Self-signed certificates on MutatingWebhooks require double-encryption
I’m also using Jetstack’s cert-manager with the
--namespace argument, to watch for certificate resources in a particular namespace only, so I wasn’t able to use cert-manager with TopoLVM, which is normally a pre-requisite.
The deployment docs tell me that I can avoid cert-manager if I use a self-signed certificate for the TopoLVM mutatingwebhook, which I thought wouldn’t be too difficult. I ran the following to generate the necessary cert, key, and cacert (valid for 100 years):
openssl genrsa -out rootCA.key 4096 openssl req -x509 -new -nodes -key rootCA.key -sha256 -days 35600 -out rootCA.crt openssl genrsa -out controller.topolvm-system.svc.key 2048 openssl req -new -sha256 -days 36500 -key controller.topolvm-system.svc.key -subj '/CN=controller.topolvm-system.svc' -out controller.topolvm-system.svc.csr openssl x509 -req -in controller.topolvm-system.svc.csr -CA rootCA.crt -CAkey rootCA.key -CAcreateserial -out controller.topolvm-system.svc.crt -days 36500 -sha256
The documentation said to add the
caBundle field to the mutatingwebhook YAML in PEM format, so I initially added the entire
-----BEGIN CERTIFICATE----- and
-----END CERTIFICATE-----. This failed due to bad base64 encoding, so I removed the
END lines, and the PEM data from the certificate was accepted as valid base64.

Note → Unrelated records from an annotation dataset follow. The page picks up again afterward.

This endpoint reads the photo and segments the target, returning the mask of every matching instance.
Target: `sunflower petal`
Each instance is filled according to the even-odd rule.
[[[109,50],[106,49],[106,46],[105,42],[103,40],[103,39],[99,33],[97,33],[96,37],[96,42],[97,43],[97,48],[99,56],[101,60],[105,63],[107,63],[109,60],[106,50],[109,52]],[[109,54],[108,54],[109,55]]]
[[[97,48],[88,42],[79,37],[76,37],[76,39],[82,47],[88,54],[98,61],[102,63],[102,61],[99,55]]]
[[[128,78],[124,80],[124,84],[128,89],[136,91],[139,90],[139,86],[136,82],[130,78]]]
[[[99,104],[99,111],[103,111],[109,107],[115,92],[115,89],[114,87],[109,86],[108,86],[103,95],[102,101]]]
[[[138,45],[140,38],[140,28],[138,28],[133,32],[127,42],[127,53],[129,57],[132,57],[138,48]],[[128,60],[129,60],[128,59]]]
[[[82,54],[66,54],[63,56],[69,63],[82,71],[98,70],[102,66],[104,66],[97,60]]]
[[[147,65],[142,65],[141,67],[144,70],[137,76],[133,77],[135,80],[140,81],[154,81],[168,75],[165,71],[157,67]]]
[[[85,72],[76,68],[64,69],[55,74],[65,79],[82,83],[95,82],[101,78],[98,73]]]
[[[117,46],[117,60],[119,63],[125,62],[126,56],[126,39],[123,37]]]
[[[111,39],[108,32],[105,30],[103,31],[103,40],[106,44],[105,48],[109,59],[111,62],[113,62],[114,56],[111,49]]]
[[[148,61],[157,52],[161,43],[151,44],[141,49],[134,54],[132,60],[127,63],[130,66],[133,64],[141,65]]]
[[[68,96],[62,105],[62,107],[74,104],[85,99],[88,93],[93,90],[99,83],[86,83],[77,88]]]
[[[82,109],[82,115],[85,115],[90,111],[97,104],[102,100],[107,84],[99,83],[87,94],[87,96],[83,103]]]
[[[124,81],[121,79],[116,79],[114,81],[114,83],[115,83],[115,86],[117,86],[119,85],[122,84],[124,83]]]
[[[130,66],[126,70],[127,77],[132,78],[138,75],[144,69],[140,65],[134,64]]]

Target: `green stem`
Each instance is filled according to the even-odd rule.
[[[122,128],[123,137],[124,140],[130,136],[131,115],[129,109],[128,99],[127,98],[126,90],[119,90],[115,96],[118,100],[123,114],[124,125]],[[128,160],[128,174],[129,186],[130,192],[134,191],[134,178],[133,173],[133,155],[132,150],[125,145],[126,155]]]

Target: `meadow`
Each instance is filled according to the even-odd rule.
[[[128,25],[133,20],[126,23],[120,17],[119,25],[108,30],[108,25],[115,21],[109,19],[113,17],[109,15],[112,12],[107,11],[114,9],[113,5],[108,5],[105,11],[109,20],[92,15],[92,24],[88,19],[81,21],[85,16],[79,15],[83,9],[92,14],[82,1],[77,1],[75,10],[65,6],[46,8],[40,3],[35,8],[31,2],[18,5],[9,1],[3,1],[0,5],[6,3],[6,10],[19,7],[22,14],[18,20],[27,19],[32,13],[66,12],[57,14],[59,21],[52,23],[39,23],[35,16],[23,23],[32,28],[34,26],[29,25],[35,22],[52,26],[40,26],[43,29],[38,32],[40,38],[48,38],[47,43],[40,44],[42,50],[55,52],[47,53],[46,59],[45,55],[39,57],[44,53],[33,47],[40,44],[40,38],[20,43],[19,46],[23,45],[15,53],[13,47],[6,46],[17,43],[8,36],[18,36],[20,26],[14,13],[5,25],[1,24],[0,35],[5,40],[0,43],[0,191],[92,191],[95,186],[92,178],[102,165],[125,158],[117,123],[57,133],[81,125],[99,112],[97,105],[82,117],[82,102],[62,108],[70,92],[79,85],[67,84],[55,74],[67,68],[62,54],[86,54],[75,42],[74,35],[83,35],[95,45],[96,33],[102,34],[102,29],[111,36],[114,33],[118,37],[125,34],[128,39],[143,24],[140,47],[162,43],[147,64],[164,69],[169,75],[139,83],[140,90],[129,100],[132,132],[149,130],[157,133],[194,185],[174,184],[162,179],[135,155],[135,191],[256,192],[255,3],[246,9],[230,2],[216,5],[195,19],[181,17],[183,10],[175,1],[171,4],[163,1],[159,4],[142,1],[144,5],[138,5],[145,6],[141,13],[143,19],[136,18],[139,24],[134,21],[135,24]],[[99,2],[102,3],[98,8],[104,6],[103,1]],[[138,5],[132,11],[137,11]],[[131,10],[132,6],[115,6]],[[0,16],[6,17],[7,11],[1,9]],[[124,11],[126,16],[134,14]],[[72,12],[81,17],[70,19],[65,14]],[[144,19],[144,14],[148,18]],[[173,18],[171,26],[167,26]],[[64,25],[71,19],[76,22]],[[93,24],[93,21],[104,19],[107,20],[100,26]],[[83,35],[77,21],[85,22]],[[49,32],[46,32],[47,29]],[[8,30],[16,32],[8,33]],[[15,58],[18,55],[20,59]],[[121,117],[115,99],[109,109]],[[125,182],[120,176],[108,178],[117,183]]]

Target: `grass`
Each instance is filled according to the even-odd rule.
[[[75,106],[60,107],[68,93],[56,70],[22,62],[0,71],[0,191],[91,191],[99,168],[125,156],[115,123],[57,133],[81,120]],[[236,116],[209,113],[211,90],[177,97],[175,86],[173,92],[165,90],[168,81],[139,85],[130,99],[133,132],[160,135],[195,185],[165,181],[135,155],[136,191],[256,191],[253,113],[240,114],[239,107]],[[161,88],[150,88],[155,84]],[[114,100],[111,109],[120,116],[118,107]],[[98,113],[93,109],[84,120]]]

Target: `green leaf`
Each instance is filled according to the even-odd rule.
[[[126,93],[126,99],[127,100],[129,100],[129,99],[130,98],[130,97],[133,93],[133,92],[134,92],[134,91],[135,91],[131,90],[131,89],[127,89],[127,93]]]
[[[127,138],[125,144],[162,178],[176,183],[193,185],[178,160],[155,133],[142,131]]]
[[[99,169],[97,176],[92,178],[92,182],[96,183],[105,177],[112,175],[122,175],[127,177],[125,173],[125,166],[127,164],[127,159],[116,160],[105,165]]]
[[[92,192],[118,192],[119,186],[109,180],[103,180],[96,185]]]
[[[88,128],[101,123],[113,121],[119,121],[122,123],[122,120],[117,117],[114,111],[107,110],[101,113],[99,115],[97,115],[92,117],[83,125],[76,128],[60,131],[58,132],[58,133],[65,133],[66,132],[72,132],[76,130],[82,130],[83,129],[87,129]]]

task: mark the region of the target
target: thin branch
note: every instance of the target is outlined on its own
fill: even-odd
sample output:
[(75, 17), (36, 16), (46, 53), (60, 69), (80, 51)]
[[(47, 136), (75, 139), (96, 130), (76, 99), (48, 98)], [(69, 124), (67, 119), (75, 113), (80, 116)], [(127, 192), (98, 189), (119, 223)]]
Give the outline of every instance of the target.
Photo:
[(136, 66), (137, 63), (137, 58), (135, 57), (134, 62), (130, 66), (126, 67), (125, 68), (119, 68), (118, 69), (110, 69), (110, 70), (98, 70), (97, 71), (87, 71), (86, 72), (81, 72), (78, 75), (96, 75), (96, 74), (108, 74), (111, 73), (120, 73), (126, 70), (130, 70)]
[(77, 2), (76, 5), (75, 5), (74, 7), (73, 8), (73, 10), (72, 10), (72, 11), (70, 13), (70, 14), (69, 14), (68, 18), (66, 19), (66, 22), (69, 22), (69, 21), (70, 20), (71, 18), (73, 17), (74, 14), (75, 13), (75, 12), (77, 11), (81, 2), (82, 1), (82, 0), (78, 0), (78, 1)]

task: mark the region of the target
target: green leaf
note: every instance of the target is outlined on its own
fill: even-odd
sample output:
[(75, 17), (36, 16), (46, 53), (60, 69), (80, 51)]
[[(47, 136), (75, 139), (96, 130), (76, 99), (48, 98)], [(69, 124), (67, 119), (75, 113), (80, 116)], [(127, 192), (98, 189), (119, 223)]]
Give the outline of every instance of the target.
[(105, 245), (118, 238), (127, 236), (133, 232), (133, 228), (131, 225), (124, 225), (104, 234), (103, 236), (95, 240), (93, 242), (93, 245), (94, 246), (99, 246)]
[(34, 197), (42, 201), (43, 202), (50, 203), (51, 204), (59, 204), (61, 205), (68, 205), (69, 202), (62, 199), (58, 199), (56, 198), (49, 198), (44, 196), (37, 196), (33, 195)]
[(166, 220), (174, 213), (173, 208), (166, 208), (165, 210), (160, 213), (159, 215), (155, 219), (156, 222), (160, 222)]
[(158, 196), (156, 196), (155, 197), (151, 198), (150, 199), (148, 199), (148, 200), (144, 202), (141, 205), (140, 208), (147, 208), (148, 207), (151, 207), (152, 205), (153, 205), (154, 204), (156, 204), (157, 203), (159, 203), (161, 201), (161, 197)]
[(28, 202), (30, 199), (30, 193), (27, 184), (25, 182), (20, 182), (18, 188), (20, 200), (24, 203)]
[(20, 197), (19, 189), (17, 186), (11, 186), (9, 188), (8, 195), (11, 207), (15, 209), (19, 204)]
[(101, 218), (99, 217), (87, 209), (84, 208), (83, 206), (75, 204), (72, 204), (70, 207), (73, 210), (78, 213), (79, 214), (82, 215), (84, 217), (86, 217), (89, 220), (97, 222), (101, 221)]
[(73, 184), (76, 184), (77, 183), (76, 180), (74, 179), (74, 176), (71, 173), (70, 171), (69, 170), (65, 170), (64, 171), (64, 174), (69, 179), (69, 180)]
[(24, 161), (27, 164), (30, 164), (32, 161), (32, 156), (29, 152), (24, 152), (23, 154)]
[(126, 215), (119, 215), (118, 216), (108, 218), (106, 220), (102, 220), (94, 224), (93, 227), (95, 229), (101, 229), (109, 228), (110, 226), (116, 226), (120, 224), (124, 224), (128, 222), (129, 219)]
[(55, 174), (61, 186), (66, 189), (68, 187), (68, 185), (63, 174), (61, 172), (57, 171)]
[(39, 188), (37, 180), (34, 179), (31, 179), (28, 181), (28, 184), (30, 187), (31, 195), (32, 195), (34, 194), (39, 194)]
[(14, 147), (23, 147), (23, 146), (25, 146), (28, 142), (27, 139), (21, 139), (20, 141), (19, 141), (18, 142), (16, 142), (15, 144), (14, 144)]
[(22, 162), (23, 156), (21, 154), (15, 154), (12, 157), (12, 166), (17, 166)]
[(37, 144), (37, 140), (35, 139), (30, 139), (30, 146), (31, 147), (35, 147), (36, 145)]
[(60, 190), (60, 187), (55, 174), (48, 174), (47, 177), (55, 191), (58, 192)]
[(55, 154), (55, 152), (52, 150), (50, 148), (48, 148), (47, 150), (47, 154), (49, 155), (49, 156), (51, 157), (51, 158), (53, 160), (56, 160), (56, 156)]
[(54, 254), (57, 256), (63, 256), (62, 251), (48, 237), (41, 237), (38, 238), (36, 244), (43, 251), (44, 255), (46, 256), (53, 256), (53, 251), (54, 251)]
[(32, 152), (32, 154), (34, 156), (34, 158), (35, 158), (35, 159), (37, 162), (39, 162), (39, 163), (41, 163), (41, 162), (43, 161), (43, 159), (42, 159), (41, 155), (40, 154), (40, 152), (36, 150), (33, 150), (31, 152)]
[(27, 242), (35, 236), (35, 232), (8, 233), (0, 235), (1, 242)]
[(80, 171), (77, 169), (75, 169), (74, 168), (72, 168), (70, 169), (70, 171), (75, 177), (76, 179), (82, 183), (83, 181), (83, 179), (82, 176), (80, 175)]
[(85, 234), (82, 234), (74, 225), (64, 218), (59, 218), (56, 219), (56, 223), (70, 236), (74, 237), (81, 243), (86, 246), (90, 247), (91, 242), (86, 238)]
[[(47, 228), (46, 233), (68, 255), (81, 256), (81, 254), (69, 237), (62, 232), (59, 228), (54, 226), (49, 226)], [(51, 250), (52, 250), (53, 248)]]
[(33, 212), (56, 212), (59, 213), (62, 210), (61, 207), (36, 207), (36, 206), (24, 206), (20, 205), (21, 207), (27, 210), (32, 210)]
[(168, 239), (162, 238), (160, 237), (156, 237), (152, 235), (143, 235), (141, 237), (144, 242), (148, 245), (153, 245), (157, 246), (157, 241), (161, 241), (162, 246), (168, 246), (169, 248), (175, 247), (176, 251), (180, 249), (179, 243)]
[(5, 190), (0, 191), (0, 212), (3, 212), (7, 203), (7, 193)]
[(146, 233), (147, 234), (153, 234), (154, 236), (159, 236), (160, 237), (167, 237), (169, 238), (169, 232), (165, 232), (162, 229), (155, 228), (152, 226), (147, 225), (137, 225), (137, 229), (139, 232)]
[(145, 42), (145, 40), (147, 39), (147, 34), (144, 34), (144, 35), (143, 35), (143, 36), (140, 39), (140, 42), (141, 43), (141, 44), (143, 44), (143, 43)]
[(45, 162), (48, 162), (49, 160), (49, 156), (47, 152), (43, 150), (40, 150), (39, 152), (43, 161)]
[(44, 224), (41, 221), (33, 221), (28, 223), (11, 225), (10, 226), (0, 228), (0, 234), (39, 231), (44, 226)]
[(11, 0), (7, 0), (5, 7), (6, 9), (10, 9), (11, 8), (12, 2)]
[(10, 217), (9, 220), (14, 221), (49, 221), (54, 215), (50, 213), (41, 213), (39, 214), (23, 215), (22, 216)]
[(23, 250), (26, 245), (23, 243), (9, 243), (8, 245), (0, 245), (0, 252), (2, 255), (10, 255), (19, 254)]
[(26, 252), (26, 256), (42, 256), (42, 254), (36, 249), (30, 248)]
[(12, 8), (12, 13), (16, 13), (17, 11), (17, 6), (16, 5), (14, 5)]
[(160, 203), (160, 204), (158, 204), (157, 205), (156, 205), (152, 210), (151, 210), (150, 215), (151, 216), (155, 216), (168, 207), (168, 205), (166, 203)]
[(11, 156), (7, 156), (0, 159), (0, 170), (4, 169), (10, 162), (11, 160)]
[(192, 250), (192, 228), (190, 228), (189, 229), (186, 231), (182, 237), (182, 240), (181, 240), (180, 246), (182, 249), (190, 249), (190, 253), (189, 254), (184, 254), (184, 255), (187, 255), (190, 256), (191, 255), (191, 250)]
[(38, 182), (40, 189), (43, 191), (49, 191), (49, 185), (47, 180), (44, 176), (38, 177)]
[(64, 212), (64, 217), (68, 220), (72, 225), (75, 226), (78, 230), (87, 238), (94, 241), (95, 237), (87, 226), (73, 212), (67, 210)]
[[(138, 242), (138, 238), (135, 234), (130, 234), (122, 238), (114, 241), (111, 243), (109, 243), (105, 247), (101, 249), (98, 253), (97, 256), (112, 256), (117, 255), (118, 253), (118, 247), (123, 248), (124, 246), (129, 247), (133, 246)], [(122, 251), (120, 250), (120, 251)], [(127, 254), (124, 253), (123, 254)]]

However, the webhook wasn’t trusted, and any pods I deployed failed with messages about
certificate signed by unknown authority.
Turns out what was required was to base64-encode the PEM file, and paste the resulting base64-encoded string into
caBundle. I.e, I set
caBundle to the output of
cat rootCA.crt | base64.
I found some kindred fellow-sufferers, whose confusion and eventual frustration echo my own!